There, they are confronted by an alien warrior named Ord who has been backing Rao’s plans to suit his own ends. And the arc ends with the return of Colossus.

It was revealed that after his death, his corpse was stolen and reanimated to facilitate his use as a guinea pig in an underground mutant research complex associated with the mysterious alien, Ord. Rescued, Colossus has since been added to the team line-up.

The second arc deals with the now sentient Danger Room, and ‘her’ attempts at killing the X-Men and her ‘father’ Prof. X.

For those who aren’t familiar with it, The Danger Room is a training facility built for the X-Men.

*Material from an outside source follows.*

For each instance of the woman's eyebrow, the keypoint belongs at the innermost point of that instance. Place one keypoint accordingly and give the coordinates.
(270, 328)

After befriending the Shi’ar the X-Men rebuilt the Danger Room with Shiar hard-light holographic technology. These upgrades were largely added by Henry McCoy (Beast).

The story-arc ended with a rather disturbing revelation about Prof X, which shook the trust his X-Men had in him.

Now, like I said, if you’re looking for a quick way of coming up to speed, then this book is it.

But I don’t recommend it. Because, when it comes to Astonishing X-Men, it’s not just the story, but also the telling of the story.

You lose all that great character moments and nuances that the creative team infused into the comic if you just read the ‘summary’ version of the story.

For example, the sentient Danger Room story, on the surface, doesn’t look very original. But what makes it outstanding is the telling of it, as the creative team tells a highly entertaining moral play about how far should one go in suppressing the rights of some for the greater good of others.